Furthermore the action spectrum in the UV region for induction of an erythemal response at 24 h in CAD has been shown to be the same shape as that for normal sunburn in fair-skinned individuals.14 This suggests that an endogenous chromophore(s), responsible for initiation of the abnormal reaction to light in CAD may be the same as, or similar to, that/those responsible for erythema in normal skin. We suggest, therefore, that, at sufficient exposure doses, radiation at different wavelengths throughout the visible region is capable of inducing delayed erythema. Whilst this postulate does not confirm our projected action spectrum (Fig. 2), there are no observational data that refute it.

On the basis of the extrapolated action spectrum shown by the broken red line in Fig. 2, we estimate that for clear sky, midday summer sunlight at mid-latitudes, the contribution to an erythemal reaction from UVB (290–320 nm), UVA (320–400 nm) and visible light (400–780 nm) is about 78%, 17% and 5%, respectively.

We show in this analysis that SPFs expected in sunlight are lower than those estimated using a laboratory UV solar simulator, which we hypothesize is because of the, albeit very low, erythemal sensitivity of the skin to visible light present in sunlight but not in UV solar simulators used for SPF assay. There are no data on how the erythemal sensitivity of the skin changes with wavelength in the visible region and in the absence of this information, we defend our extrapolation.

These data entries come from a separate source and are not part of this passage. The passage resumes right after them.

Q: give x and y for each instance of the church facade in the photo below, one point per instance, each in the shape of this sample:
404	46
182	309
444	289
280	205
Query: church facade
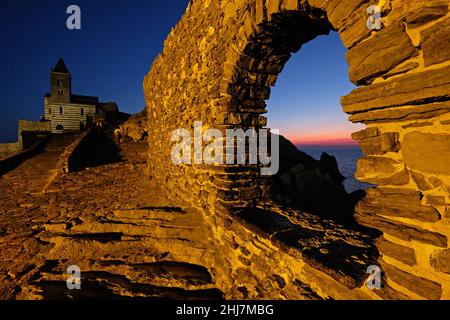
67	111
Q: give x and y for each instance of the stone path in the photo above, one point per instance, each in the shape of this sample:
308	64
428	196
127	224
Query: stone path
129	242
81	220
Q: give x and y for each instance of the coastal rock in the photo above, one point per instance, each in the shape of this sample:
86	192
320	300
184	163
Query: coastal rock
303	181
136	127
387	142
366	133
427	152
421	286
381	171
398	203
400	230
436	42
379	54
441	261
396	251
406	90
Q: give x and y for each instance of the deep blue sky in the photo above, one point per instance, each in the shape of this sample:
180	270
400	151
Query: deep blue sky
113	51
305	102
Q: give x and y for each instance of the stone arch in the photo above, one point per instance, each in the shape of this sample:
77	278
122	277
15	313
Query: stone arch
217	67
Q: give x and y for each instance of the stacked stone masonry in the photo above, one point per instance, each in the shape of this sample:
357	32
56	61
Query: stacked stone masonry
219	62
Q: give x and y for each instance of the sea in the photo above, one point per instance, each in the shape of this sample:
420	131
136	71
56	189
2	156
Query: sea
347	158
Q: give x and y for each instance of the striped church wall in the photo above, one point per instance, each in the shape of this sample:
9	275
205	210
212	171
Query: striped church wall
70	117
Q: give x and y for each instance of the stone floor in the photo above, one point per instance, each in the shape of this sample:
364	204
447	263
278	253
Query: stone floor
128	240
102	219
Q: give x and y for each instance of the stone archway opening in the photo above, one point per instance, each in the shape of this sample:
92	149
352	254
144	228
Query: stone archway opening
218	65
317	157
302	181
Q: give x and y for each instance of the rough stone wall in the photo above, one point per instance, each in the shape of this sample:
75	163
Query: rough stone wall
7	149
30	132
218	65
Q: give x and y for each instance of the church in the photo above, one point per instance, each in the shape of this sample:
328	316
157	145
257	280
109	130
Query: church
70	112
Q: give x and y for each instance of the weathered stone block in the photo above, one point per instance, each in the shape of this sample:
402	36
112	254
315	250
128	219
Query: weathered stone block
425	111
436	42
427	152
400	230
381	171
441	261
408	89
426	14
421	286
396	251
379	54
420	181
366	133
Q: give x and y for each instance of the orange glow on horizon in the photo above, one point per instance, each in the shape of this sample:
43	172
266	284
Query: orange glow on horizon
337	139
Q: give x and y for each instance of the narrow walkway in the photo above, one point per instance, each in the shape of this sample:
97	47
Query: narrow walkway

However, as we show in Table 1, should the wavelength sensitivity differ from our extrapolated curve, so will the calculated SPFs expected in sunlight, although they will always be below the values determined using a UV solar simulator.

An important observation from Fig. 4 is the non-linear relationship between laboratory (or labelled) SPFs and the SPF expected in sunlight. For example, a broad spectrum sunscreen, like product B, may be available as SPF15 and SPF30, i.e. a factor of two difference in protection. But the expected SPFs in sunlight for these two products are SPF10 and SPF15, respectively, i.e. a factor of 1.5 difference in protection.

Failure in reciprocity is another factor that might be proposed to explain the lower SPF values observed in sunlight, due to its greater total irradiance compared with a UV solar simulator. However, we do not believe that this is likely. A summary of reciprocity experiments carried out in human and mouse skin were reviewed by Martin et al.15 and in every case, reciprocity for erythema was shown to hold. Of particular relevance to solar simulators and sunlight, where exposure times to induce minimal erythema will vary between a few minutes with a UV solar simulator but up to half-an-hour or more for sunlight, Meanwell & Diffey16 showed that exposure to polychromatic radiation from a xenon arc lamp for time periods ranging from 1-second to 1-hour induced degrees of delayed erythema ranging from minimal to marked that depended only on dose and not dose rate.

This study has demonstrated that labelled SPFs may not reflect the magnitude of protection expected in sunlight and that the popular interpretation of the SPF that it can be thought of as how much longer skin covered with sunscreen takes to burn in sunlight compared with unprotected skin, can no longer be sustained.

Conflicts of interest

There are no conflicts of interest to declare.